Okay, I'll take the first one, and Bill can talk to you about the pipeline. So from the capacity point of view, I can tell you units, but you see, when it comes to lyo, it's very hard to do it in units, because every product, every product has a different drying time. So a product can dry in a lyo in 24 hours, and some products take 7, 8 days. So it's not fair to say the units, but I can tell you, today, for example, in Portugal, we have 10 lyos. It's pretty big capacity, and the lyo we will be adding 6 to those 10 that we have. So we'll be adding about 60% more to the existing network that we have for the U.S. market. So it's significant.
And there are 300 sq ft each. So if you view in from the square footage point of view, it's also a significant number of square footage, lyo sq ft we're adding. Also, the way that you run the lyos is important for you to maximize your output. So this is why we're really investing in creating very efficient process in loading and unloading those lyos. So drying time, you can't change much. This is inherited in the properties of the product, but you can load lyo and unload the lyo becomes extremely. The process can save you a lot of time, and go for other batches.

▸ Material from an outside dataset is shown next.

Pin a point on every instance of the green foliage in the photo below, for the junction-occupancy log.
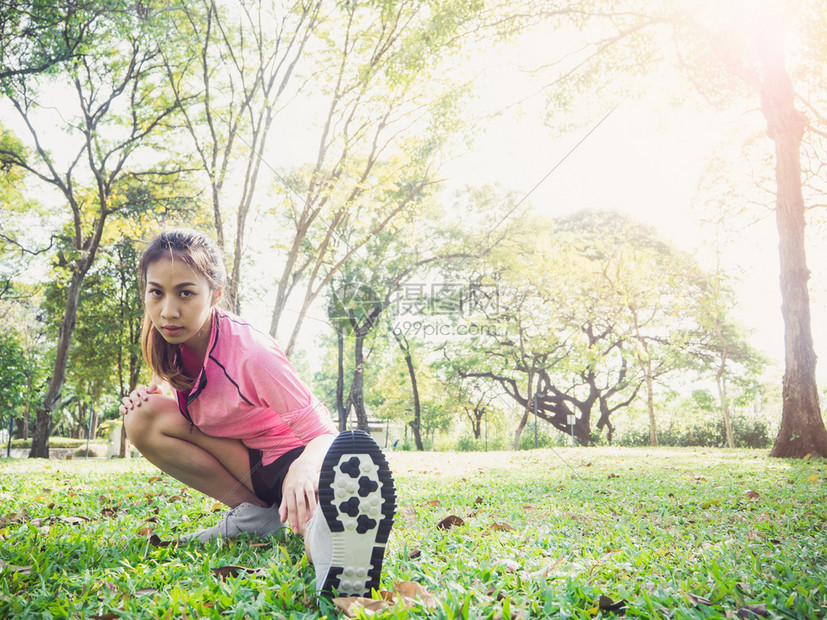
(55, 441)
(546, 534)
(746, 432)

So just to give you an example, a lyo like this would probably fit around 100,000, in one load, 100,000, 2 mL vials, a little bit more than that. So 100,000 needs to be loaded in, 12 shelves, I believe, or something like this, and then they would have to be loaded, and they would have to be unloaded. So the process is very complicated, and it has to be done in such a delicate, very important way, because you'd be loading sterile product, as you all know, stopper is not all the way seated, so it's it requires, you have to be extremely careful about how to do it.
We experimented in a lot of different ways here in Portugal, but in the last few years, in the last, I would say 7, 8 years, when we started now adding the new capacity, we now do automatic loading, no humans, no—no, no room for contamination, and we thought this is the best, most efficient and very much a big assurance to the quality. So this is what we're planning to do there. So it does add significant, and if we automate it, I think it will be a very, very significant amount of products coming out of that facility. Bill, you want to take the pipeline?
Yeah. So on the pipeline, so it's, there's, as Riad mentioned in his introduction, there are 10 products in the pipeline for the Xellia R&D center. One of those was recently filed. There's a kind of a wave of timelines for the existing remainder of those products. We're expecting those to start launching in the, you know, 2025 timeframe and kind of launch throughout the rest of the decade. So, we're expecting that there'll be some meaningful growth opportunities out of that, out of those products. And then also, as Riad mentioned, we're intending to really leverage that Croatian R&D center as well. We're gonna be adding additional product opportunities into that center as well from our list of interesting pipeline products.
We have no further questions, so I'll now hand back to Riad for some closing remarks.
Well, thank you, everybody. I hope that we answered all your questions. Again, I just wanted to reiterate that we think that this is a very exciting opportunity, especially for the strategic potential of this acquisition, and I hope that we can demonstrate that in the near future. So thank you very much, and see you soon.
Thank you, everyone, for joining us today. This concludes our call, and you may now disconnect your lines.